I think I understand more now why I am so satisfied with a print of a rock.
Well I've found rocks and trees agreeable subjects because they don't move and they aren't fickle about how they look in the final result. Both endear them to me compared to photos with those unpredictably moving, disagreeable, argumentative and generally chaotic homo sapiens.
Actually reading Willian Mortenson Pictorial Lighting and exploring the differences between Notan and Chiaroscuro, truly interesting schools of thought in how and what to photograph in each style.
Giving me a whole new way to think about how to photograph a rock.
I do think though that mostly, rocks are easy because they normally stand still longer than my grand daughter.
I reject the premise
I think the point missed here is that a B&W photo is a composed abstraction. Sure, a B&W photo itself has no colour, dimension or motion but a good B&W photo will contain abstractions of all of those parts if necessary.
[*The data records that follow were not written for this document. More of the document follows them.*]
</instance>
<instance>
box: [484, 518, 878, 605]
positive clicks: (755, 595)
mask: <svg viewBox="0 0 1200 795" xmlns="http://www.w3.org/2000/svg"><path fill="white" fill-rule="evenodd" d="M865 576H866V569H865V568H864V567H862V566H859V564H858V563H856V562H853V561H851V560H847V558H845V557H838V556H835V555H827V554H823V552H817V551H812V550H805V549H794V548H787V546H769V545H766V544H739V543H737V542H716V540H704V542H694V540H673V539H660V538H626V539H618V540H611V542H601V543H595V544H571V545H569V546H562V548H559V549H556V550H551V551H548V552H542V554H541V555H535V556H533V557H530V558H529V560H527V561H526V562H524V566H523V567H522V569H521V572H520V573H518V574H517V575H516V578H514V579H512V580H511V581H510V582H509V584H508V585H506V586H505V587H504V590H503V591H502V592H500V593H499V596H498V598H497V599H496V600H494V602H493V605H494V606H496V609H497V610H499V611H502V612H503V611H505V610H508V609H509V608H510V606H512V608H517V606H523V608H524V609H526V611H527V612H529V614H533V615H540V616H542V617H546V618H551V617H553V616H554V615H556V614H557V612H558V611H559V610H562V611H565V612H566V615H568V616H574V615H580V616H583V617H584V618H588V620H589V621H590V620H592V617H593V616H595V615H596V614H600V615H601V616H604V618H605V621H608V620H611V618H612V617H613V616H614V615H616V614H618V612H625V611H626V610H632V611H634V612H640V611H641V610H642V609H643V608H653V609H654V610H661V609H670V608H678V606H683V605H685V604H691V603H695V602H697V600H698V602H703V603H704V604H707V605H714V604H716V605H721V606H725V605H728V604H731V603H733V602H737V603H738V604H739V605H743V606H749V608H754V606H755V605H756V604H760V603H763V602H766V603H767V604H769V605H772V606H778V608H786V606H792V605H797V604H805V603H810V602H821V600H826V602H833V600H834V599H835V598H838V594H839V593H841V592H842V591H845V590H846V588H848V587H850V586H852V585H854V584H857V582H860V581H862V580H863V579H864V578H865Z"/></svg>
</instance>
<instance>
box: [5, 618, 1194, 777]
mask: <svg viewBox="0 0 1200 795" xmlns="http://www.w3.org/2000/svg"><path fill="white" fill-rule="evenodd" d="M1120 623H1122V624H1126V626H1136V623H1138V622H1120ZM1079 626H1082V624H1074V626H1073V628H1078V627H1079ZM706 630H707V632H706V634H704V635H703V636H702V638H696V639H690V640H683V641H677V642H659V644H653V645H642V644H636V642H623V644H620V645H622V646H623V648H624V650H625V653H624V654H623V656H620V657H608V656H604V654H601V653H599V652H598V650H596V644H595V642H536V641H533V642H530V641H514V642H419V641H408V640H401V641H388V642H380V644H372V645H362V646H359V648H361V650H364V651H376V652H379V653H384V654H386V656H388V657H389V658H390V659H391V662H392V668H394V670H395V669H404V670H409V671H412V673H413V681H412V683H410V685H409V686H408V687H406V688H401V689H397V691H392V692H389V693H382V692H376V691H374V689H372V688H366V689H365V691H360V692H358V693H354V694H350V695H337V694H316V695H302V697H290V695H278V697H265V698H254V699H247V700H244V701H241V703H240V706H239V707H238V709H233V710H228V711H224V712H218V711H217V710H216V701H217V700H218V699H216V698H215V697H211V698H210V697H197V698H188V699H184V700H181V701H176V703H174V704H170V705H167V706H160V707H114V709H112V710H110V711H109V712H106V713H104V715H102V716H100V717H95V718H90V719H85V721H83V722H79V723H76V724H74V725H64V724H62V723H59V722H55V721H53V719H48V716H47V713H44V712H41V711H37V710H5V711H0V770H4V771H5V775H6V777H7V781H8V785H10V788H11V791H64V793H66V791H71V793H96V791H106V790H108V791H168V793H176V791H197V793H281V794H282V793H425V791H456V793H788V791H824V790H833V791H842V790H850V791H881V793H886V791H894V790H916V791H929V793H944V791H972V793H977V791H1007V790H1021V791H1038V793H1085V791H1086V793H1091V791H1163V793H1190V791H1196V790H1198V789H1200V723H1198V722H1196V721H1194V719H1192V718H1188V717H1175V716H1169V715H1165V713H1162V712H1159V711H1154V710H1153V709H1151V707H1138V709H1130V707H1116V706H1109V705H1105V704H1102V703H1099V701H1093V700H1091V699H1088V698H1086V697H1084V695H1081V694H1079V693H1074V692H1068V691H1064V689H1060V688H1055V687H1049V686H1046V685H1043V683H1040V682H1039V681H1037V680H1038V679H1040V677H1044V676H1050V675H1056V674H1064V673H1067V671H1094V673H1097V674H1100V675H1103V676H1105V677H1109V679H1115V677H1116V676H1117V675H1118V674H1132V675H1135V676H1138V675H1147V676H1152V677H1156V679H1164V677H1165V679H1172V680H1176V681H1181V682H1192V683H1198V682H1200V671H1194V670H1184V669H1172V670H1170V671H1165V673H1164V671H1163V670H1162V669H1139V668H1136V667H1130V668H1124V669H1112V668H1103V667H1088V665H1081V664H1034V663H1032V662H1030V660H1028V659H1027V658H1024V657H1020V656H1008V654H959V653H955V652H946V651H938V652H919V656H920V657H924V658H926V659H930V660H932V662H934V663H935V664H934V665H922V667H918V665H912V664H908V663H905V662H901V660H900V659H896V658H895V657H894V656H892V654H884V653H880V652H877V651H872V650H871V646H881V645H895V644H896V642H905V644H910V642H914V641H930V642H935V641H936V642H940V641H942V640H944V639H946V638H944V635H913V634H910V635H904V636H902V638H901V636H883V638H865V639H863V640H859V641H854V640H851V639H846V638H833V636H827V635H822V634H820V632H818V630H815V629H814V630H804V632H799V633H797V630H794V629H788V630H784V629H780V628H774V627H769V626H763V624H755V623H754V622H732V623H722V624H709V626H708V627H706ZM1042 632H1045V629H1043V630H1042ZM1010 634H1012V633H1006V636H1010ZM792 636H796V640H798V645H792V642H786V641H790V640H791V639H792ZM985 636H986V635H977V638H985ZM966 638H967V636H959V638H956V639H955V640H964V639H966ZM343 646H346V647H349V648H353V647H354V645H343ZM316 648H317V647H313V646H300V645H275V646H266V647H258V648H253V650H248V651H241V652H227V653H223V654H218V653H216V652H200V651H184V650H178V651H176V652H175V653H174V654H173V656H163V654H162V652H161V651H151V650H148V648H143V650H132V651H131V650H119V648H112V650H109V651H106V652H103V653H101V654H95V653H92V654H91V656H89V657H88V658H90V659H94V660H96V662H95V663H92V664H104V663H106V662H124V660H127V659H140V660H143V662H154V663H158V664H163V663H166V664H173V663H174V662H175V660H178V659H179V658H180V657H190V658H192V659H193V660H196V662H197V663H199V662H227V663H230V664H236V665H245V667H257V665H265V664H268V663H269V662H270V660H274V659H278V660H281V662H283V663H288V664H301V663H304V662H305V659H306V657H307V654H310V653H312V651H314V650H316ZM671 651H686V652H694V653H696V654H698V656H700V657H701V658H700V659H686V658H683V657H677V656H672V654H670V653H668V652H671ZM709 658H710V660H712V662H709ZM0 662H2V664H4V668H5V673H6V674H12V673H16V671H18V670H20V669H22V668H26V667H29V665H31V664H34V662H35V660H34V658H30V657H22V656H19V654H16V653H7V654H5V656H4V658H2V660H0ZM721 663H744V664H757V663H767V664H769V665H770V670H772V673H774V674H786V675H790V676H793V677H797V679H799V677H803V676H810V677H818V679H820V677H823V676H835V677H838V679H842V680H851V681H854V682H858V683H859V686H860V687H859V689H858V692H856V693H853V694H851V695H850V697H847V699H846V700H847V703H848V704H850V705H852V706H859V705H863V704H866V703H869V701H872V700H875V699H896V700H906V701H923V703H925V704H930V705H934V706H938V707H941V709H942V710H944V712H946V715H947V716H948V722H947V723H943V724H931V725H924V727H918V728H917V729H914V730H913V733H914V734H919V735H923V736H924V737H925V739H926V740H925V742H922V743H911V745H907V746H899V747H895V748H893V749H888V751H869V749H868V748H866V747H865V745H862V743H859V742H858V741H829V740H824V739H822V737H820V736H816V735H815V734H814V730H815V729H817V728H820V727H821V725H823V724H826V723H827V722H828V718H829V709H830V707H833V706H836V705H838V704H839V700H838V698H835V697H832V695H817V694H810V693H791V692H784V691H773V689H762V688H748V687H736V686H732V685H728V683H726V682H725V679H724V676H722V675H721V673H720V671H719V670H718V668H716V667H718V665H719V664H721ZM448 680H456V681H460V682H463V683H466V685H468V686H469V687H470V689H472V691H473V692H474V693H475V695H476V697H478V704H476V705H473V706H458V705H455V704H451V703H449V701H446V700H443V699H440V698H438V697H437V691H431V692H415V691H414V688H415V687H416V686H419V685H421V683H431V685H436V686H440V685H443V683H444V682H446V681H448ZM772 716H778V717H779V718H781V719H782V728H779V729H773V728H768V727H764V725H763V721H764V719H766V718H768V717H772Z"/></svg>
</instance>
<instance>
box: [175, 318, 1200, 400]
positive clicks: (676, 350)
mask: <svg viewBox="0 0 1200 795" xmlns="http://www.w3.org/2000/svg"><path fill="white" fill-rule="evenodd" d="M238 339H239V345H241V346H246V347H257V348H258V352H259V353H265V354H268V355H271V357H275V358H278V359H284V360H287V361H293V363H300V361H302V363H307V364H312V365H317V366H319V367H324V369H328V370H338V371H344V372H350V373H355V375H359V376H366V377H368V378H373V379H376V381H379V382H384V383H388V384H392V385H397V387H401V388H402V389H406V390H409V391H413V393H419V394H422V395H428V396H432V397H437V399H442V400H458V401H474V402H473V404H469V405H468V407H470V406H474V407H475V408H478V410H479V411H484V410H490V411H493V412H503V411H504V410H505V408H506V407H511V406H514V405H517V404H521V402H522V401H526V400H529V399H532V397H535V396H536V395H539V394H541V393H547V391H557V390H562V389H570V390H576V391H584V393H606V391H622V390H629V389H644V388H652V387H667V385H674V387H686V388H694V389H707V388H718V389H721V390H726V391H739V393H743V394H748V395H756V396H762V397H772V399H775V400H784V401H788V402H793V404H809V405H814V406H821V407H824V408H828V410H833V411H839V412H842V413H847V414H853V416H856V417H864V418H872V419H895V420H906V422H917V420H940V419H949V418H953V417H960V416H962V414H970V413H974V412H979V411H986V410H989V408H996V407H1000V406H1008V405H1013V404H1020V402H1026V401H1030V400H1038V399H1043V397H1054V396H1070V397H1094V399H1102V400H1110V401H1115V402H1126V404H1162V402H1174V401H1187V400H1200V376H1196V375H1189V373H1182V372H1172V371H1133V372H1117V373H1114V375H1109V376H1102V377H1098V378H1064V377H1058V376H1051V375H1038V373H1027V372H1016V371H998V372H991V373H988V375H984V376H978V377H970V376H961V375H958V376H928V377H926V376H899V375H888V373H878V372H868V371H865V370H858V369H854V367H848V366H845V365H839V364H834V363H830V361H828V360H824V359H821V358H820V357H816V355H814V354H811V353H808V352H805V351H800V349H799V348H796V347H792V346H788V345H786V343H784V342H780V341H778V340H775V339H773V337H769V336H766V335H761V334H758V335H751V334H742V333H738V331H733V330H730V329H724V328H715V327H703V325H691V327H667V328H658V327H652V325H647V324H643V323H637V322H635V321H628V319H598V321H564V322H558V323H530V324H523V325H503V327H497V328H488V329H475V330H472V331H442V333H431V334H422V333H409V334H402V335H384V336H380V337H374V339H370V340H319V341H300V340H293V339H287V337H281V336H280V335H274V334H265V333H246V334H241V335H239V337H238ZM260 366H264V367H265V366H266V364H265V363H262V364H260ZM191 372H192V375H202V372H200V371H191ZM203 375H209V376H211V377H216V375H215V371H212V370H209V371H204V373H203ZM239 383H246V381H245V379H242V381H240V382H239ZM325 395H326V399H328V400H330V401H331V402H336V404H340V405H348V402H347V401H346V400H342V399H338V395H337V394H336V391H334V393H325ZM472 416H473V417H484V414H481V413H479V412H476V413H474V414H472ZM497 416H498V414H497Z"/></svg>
Oh my! I'm reading that same book. I'm going to have to see about getting two 500 Watt lamps out into the wilderness...
Something tells me I'll be looking into some Norman 200B's, a couple Graflex flashguns or some Vivitar 283's instead.
The lamps aren't the problem. The problem is where do you store the batteries? What a bum-mer.
I believe that all objects, including rocks choose to reveal themselves to those who pay attention and observe in earnest and with the right intention.
A rock revealed itself to me once. I blushed and ran away.
You know, I almost blew past that post without thinking about it, but I actually think it's interesting and, well, "revealing". You seem to be thinking of a photo as a representation, something that's "about" a subject and shows something "revealed" from the subject, which the camera and photographer then "capture". Fair summary?
The complementary idea would be that a photograph is something "made" rather than "found" or "taken"; that at most, you could say a particular subject "contains" or "implies" a whole spectrum of possible photographs, but that none of them exist until a photographer comes along to create one.
Platonism and constructivism, if you like.
I'm feeling like Feininger, or at least Bill's summary of Feininger in this thread, doesn't give enough of an opening to the second of those ideas. They both have merits, and I think no reasonable person locates photography entirely on one side or the other, but the way we've mostly been talking about photographs "of" rocks kind of overweights the representational model.
Sorry about all the quotation marks---language is a blunt instrument and I feel like I'm having to stretch a lot of these words to make them apply to the ideas at hand.
-NT
Somehow this reminds me of a poster that became immediately famous in Portland, OR when I lived there:
http://www.art.com/products/p10036661-sa-i892096/m-ryerson-expose-yourself-to-art.htm
The guy (not the statue) was later elected mayor---the incumbent against whom he was running tried to turn the poster into an embarrassment, and it completely backfired.
-NT
I'm feeling like Feininger, or at least Bill's summary of Feininger in this thread, doesn't give enough of an opening to the second of those ideas.
Don't forget the Vivitar 285HV Flash too!
Richard Sintchak, Your photograph is a real good example of what I meant by "why it's so easy" - if my backwards take on Andreas Feininger's theory has any merit, this was probably not a very difficult photograph for you to take. And it satisfied you highly when you printed it... Because it came back to life "just as you saw it".
The rock picture I took that I had in mind is somewhat similar (it's a relatively large rock in respect to the surrounding rocks, and it's somewhat round-ish). But if I am projecting onto you... My photograph surprised me how well it reflected what I remember seeing. And it seemed very easy.
OK found one of those in my garage. Next to the moviedeck.